15., also comprise being suitable for following functional programs device according to claim 13 or 14 described computer programs:

-distribute a label (110,112,114) for a section (102) according to one group of orderly label relevant with the theme (108) of distributing to described section,

-distribute a label for a section (102) with respect to a textual portions in this section, text part is distinctive for this label (110,112,114),

-distribute a label (110,112,114) for a section (102) according to training data with respect to counting statistics, this counting statistics is represented the dependent probability between related topics and the label.

16. according to any one described computer program among the claim 11-15, also comprise timer for the modification of the decision execution contexts emission probability, subject nucleotide sequence probability, theme location probability and the segment length probability that respond the user, the user can change text segmentation (102) and to text chunk (102) theme (108) and label (110,112,114) distribution.

17. a computer system is used for producing the text segmentation model that is used for text (100) is divided into text chunk (102) on the basis of the training data of note, wherein each text chunk is assigned to a theme (108), and this computer system comprises:

-be used to produce the text Launching Model so that the device of the expression text chunk text emission probability relevant with theme to be provided,

-be used to produce the device of subject nucleotide sequence model with the subject nucleotide sequence probability of probability that the subject nucleotide sequence in the expression text is provided,

-be used to produce the theme position model so that the device of the theme location probability of the position of theme in the expression text to be provided,

-be used to produce the device of segment length model with the segment length probability of the length of the text chunk that expression is provided distributes to theme.

18. computer system according to claim 17, wherein the subject nucleotide sequence model is suitable for by utilizing theme to change the transformation of a plurality of continuous themes of M metagrammar (M-gram) specification of a model, and its Chinese version emission probability is further determined with respect to the position of the feature textual portions in the text chunk (102).

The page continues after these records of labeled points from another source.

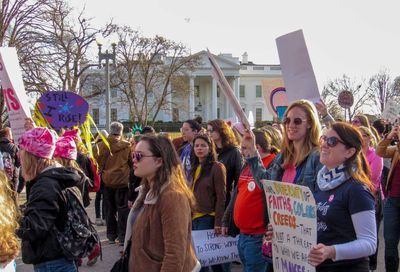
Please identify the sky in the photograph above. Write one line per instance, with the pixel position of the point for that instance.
(353, 37)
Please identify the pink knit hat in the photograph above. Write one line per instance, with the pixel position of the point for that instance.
(39, 142)
(66, 148)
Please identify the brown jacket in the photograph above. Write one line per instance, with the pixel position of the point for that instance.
(210, 192)
(392, 152)
(162, 235)
(115, 167)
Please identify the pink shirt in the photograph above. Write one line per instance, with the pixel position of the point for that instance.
(376, 165)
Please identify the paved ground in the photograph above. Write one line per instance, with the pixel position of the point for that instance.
(111, 253)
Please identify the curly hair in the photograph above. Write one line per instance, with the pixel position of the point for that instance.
(9, 244)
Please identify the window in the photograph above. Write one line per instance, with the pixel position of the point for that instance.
(114, 115)
(96, 116)
(258, 114)
(175, 115)
(258, 91)
(242, 91)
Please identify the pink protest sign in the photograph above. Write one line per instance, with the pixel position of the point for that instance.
(13, 91)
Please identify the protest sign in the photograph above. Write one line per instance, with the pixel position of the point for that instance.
(13, 91)
(212, 249)
(227, 90)
(63, 109)
(293, 215)
(297, 71)
(391, 111)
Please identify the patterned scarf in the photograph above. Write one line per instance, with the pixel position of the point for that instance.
(330, 179)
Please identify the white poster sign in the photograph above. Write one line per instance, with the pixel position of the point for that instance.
(212, 249)
(391, 111)
(298, 74)
(13, 90)
(293, 215)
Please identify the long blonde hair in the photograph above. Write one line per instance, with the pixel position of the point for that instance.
(33, 165)
(9, 244)
(311, 142)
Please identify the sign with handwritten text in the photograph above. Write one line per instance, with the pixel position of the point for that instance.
(292, 213)
(212, 249)
(63, 109)
(13, 91)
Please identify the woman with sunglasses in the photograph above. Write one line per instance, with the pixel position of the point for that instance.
(298, 161)
(376, 165)
(208, 186)
(161, 231)
(227, 151)
(346, 229)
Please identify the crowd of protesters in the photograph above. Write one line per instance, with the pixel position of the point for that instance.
(151, 192)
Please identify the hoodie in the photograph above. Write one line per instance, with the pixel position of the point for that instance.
(115, 163)
(45, 210)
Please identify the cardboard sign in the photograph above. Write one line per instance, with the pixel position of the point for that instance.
(391, 111)
(227, 90)
(63, 109)
(13, 91)
(297, 71)
(293, 215)
(212, 249)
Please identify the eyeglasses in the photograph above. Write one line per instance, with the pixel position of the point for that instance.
(138, 156)
(331, 141)
(297, 121)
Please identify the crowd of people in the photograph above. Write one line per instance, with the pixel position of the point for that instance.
(152, 192)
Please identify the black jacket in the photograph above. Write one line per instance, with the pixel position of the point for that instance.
(10, 161)
(232, 160)
(45, 210)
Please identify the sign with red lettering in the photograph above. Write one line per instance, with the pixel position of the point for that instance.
(63, 109)
(293, 215)
(13, 90)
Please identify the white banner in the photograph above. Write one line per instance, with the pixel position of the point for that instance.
(297, 71)
(13, 90)
(293, 215)
(212, 249)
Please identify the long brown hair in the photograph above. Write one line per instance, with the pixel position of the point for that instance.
(312, 137)
(226, 133)
(170, 171)
(357, 165)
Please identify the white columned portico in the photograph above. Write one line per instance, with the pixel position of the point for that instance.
(214, 99)
(191, 98)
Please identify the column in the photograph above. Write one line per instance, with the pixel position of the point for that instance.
(191, 97)
(214, 99)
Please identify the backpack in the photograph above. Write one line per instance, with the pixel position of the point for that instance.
(78, 237)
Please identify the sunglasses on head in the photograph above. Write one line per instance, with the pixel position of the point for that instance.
(331, 141)
(138, 156)
(297, 121)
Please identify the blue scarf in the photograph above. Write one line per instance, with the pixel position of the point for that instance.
(330, 179)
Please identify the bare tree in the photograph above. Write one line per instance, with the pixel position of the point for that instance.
(362, 94)
(384, 89)
(150, 72)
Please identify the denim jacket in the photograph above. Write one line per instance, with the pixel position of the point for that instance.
(307, 177)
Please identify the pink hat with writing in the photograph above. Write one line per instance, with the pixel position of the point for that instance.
(39, 142)
(66, 148)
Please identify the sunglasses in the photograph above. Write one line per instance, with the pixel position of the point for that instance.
(297, 121)
(139, 156)
(331, 141)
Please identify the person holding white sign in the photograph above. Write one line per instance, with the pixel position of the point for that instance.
(209, 188)
(346, 228)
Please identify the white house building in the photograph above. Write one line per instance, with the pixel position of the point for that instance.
(204, 97)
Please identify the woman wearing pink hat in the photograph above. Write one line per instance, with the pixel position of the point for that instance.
(45, 209)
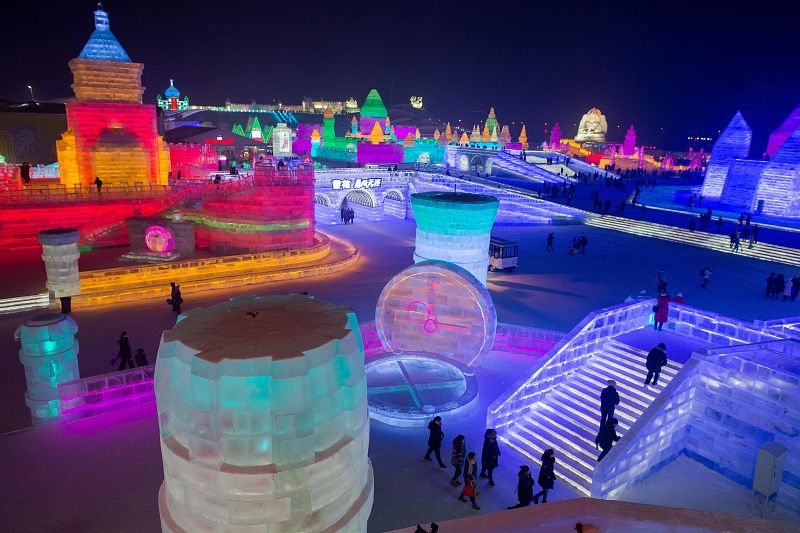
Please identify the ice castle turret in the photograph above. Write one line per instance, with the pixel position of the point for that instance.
(734, 143)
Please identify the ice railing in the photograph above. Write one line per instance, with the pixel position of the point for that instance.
(95, 395)
(567, 356)
(789, 327)
(714, 328)
(653, 441)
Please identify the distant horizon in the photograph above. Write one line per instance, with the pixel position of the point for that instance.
(673, 72)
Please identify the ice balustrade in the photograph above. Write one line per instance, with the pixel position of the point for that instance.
(569, 354)
(653, 441)
(92, 396)
(723, 405)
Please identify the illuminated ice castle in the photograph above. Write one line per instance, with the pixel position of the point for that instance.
(770, 186)
(111, 134)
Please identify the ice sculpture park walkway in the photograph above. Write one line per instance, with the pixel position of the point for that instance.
(567, 419)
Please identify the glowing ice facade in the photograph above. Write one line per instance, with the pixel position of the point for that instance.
(734, 143)
(111, 134)
(437, 307)
(455, 227)
(60, 255)
(723, 405)
(263, 414)
(49, 354)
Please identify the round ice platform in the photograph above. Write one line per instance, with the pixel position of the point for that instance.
(408, 390)
(263, 415)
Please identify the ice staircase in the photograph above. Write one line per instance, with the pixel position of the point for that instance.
(568, 418)
(721, 243)
(510, 164)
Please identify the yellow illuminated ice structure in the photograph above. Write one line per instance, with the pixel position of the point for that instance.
(262, 406)
(437, 307)
(60, 255)
(486, 136)
(49, 353)
(376, 137)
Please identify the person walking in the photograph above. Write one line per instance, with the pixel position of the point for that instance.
(656, 359)
(609, 400)
(661, 311)
(470, 489)
(175, 297)
(435, 437)
(524, 488)
(705, 273)
(457, 457)
(606, 438)
(141, 357)
(124, 352)
(489, 455)
(547, 475)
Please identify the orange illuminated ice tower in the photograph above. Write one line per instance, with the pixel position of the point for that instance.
(111, 134)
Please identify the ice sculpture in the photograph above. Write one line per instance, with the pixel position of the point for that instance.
(437, 307)
(455, 227)
(734, 143)
(60, 255)
(50, 355)
(263, 413)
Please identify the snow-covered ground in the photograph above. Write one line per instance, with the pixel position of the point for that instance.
(103, 474)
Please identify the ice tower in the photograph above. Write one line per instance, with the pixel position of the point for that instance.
(262, 407)
(734, 143)
(111, 134)
(455, 227)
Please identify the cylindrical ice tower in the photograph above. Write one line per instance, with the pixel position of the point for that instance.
(262, 405)
(455, 227)
(50, 355)
(60, 255)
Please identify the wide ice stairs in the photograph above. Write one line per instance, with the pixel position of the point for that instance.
(568, 418)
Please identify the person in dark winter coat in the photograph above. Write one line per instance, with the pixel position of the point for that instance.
(489, 454)
(457, 457)
(661, 313)
(606, 438)
(470, 490)
(524, 488)
(609, 400)
(656, 358)
(141, 357)
(124, 353)
(435, 440)
(547, 475)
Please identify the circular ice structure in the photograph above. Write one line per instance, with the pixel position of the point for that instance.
(407, 390)
(455, 227)
(159, 239)
(437, 307)
(262, 408)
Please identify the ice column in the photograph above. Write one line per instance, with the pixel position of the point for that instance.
(262, 406)
(60, 255)
(455, 227)
(50, 355)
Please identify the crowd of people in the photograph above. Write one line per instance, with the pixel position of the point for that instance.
(466, 473)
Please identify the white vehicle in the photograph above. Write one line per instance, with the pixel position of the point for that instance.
(503, 254)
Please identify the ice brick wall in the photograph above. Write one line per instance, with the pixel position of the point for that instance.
(263, 414)
(49, 353)
(734, 143)
(455, 227)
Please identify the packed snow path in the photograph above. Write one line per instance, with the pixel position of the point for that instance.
(569, 418)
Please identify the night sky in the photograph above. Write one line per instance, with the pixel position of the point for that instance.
(681, 67)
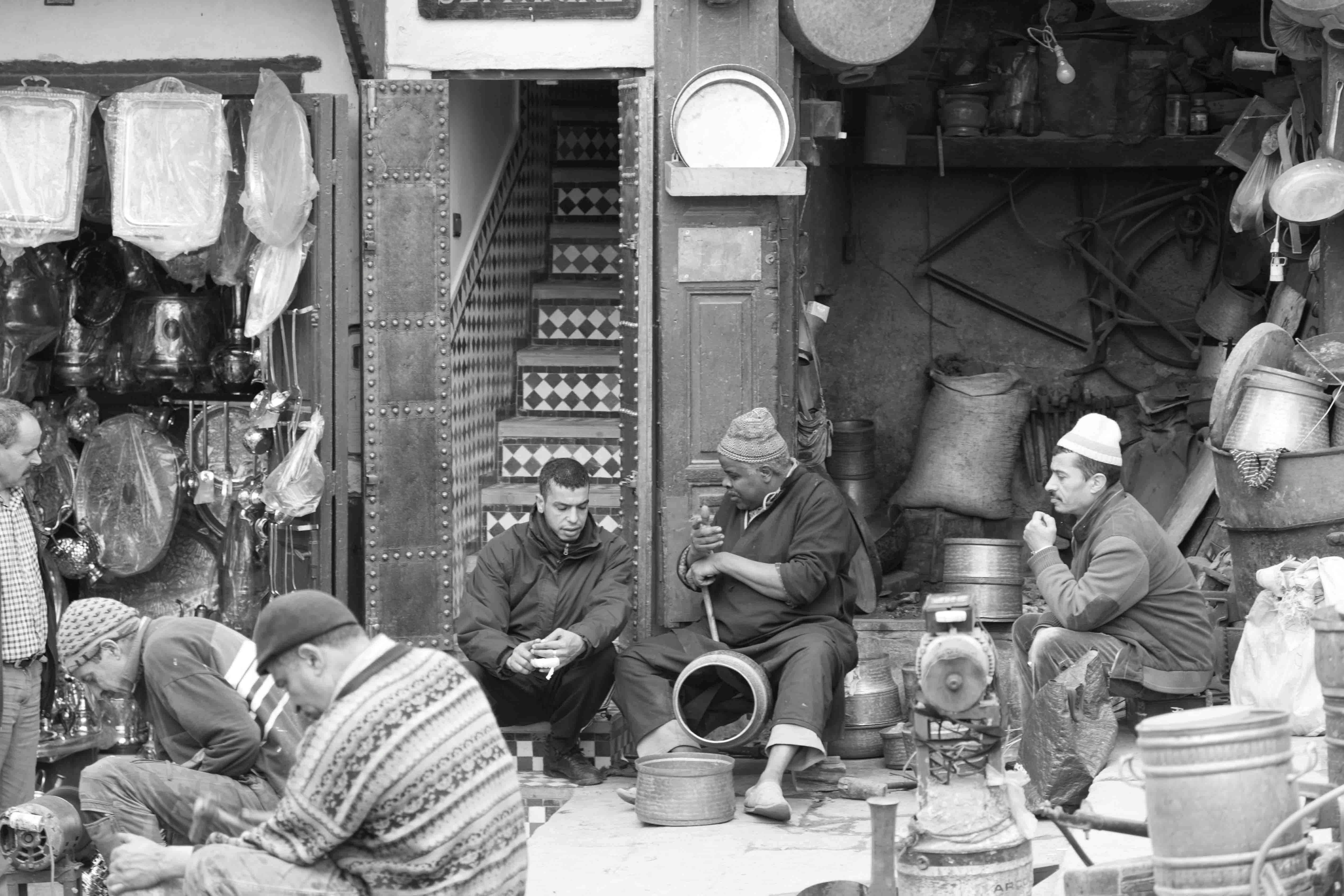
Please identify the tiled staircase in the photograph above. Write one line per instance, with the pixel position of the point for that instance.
(569, 381)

19. computer system, be used for text (100) being divided into text chunk (102) by utilizing by text segmentation model according to claim 17 or 18 described computer systems generations, this computer system that is used for text segmentation comprises at least one probability that is suitable for selecting one group of probability being made of text emission probability, subject nucleotide sequence probability, theme location probability and segment length probability, and use the device of the probability of this selection, this computer system apparatus also to be suitable for distributing a theme (108) to each text chunk (102).

20. computer system according to claim 19 also comprises:

-be used for according to the device of the one group orderly label relevant to a section (a 102) label of distribution (110,112,114) with the theme (108) of distributing to described section,

-being used for giving the device of a section (a 102) label of distribution (110,112,114) with respect to a textual portions in this section, text part is distinctive for this label (110,112,114),

-being used for distributing the device of a label (110,112,114) for a section with respect to counting statistics according to training data, this counting statistics is represented about the dependent probability between a textual portions and the label.